Na última semana os ministros de relações exteriores da China e da Índia se reuniram em Moscou e discutiram as tensões fronteiriças entre as duas potências nucleares. O encontro foi paralelo à cúpula de ministros da Organização de Cooperação de Xangai e foi mediado por Sergei Lavrov, o ministro de relações exteriores da Rússia desde 2004. Essa mediação de diálogo mostra não apenas a necessidade de um olho atento ao possível conflito no Himalaia mas também os interesses e preocupações de Moscou.

Nas últimas duas semanas, chineses e indianos trocaram acusações de violações da linha de controle que serve de fronteira de fato entre os dois países. Mais grave, teriam ocorrido disparos de armas de fogo, com cada lado responsabilizando o outro. Ambos também realizaram exercícios militares no Himalaia. E, claro, necessário lembrar das dezenas de mortes em junho, após uma escaramuça entre chineses e indianos, com paus, pedras e os próprios punhos.

No último dia quatro, os ministros de defesa se reuniram em Moscou para dialogar. A situação continuou delicada e, agora, foi a vez de uma reunião entre os dois ministros de relações exteriores, que resultou em uma declaração de “cinco pontos de consenso”. Em suma: Impedir que diferenças escalem para disputas; que a tensão não interesse aos países; que ambos os lados vão cumprir todos os protocolos fronteiriços; que os diálogos da Representação Especial sobre a questão da fronteira Índia-China devem continuar; que assim que a situação for atenuada, novas medidas devem ser fortalecidas.

Pacto de Xangai

Ou seja, nada muito ambicioso, ao fim das contas, mas, ao menos, nenhum ultimato ou tom de emergência, com a reafirmação dos protocolos e mecanismos existentes. E agora com uma terceira potência envolvida, a Rússia, já que as conversas bilaterais de meses atrás, aparentemente, não funcionaram como o esperado. Moscou considera tanto a China quanto a Índia dois parceiros e aliados de primeira grandeza, vê apenas prejuízos num conflito.
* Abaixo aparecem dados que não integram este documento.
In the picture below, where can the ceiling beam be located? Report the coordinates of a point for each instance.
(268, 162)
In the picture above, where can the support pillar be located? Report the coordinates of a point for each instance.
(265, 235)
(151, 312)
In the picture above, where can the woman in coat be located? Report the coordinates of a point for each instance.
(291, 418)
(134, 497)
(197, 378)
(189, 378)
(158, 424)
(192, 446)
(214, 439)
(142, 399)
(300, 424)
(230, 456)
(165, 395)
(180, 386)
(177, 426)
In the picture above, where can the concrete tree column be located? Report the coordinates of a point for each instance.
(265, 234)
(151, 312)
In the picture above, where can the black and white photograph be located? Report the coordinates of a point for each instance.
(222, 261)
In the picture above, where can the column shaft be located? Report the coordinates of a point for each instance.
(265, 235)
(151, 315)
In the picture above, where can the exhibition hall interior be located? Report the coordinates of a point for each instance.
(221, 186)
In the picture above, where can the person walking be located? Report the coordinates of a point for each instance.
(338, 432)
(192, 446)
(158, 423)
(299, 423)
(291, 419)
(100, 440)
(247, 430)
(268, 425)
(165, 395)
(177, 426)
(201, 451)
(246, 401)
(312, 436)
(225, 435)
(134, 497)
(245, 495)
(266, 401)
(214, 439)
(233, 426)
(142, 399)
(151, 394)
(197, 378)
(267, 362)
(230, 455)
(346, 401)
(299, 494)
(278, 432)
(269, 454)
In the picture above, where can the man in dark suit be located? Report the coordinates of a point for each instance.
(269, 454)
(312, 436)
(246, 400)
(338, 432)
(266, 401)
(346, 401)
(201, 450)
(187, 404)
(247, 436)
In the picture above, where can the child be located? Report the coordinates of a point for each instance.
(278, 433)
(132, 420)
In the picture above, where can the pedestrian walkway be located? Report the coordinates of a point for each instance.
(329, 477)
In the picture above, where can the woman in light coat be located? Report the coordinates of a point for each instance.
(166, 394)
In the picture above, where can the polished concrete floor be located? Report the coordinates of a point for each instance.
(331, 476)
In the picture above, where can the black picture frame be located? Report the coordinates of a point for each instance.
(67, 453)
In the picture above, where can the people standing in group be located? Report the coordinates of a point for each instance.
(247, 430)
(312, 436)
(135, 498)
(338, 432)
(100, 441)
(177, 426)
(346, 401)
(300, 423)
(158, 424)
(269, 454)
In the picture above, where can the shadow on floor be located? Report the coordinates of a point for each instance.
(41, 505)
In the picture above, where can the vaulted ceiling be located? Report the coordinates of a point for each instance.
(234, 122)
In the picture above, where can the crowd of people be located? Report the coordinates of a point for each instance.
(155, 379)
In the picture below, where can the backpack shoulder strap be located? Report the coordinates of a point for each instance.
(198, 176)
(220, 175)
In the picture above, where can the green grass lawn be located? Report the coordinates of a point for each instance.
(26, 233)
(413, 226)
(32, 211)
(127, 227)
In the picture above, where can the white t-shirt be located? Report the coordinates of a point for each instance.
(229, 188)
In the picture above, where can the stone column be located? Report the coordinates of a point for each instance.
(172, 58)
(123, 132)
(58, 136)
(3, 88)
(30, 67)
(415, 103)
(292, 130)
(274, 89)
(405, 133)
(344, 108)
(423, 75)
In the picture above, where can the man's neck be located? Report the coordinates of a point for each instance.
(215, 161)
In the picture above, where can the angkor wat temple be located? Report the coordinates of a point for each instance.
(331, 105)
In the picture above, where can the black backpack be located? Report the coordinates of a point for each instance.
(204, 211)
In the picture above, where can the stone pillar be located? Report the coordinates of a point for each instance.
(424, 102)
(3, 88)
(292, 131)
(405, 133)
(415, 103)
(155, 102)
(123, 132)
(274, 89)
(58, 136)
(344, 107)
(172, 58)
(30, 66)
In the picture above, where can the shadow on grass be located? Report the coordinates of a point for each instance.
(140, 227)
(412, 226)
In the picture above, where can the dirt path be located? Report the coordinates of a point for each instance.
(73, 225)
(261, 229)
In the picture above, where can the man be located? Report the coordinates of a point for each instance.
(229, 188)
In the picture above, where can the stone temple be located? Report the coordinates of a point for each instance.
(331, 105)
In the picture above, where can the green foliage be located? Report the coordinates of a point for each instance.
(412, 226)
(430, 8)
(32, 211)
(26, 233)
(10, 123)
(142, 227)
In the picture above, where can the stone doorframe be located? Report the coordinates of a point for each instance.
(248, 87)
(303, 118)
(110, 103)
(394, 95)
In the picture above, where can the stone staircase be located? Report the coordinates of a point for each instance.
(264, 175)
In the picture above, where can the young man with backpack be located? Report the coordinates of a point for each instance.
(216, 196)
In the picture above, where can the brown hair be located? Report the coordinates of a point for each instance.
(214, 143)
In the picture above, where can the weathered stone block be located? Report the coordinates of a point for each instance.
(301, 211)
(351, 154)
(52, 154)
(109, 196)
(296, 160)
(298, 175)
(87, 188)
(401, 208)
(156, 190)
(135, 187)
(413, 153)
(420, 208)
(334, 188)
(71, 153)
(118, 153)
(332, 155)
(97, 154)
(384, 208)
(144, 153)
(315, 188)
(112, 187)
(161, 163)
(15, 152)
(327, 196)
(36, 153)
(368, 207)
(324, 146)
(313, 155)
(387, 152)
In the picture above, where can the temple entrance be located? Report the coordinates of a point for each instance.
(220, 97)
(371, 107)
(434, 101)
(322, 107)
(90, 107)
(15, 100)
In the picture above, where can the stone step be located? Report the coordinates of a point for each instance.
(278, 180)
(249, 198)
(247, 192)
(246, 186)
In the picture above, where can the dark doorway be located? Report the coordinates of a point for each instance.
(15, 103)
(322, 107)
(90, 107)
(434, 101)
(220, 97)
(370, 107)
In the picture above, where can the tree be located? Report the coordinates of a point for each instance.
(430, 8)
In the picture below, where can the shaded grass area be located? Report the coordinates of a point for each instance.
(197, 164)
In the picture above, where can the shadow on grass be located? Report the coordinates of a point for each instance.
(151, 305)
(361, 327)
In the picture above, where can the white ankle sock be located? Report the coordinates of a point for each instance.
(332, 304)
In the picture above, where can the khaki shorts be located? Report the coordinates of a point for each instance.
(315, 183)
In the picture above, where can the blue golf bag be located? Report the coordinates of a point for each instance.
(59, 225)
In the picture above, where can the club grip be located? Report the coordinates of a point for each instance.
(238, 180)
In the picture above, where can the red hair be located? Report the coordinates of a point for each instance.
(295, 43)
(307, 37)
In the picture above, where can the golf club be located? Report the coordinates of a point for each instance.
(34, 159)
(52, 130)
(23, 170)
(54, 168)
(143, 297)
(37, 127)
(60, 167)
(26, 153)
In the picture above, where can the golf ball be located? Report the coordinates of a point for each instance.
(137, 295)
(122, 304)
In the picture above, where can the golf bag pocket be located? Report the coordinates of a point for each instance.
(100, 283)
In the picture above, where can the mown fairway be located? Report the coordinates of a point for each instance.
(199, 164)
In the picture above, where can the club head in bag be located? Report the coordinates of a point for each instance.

Isso remete ao próprio Pacto de Xangai. O tratado de cooperação econômica e de segurança vigora desde 2003, originalmente entre China, Rússia, Cazaquistão, Quirguistão, Uzbequistão e Tadjiquistão. Em junho de 2017, a Índia e o Paquistão tornaram-se membros da organização. Além dos membros plenos, outros países possuem status de observadores ou de parceiros, e as cúpulas anuais servem de ferramentas de integração e de diálogo entre os países, que possuem diversas pautas em comum.

A origem do pacto está na década de 1990, com o estabelecimento de relações formais entre os países da região pós-Guerra Fria e pós-dissolução da União Soviética. Especialmente a necessidade de negociar e consolidar as novas fronteiras dos países recém-criados, um processo que também afetou as relações entre Rússia e China. Importante lembrar que, ao contrário do que o senso-comum pode apontar, soviéticos e chineses não tinham boas relações.

Tensões fronteiriças levaram ao conflito entre as duas potências socialistas e o estreitamento de relações veio apenas com a década de 1990. Desses mecanismos entre Rússia, China e as ex-repúblicas soviéticas da Ásia central nasce o Pacto de Xangai, no mesmo contexto do Tratado de Amizade entre Rússia e China, assinado em 2001 e início da “relação especial”, como definida por Vladimir Putin em 2013.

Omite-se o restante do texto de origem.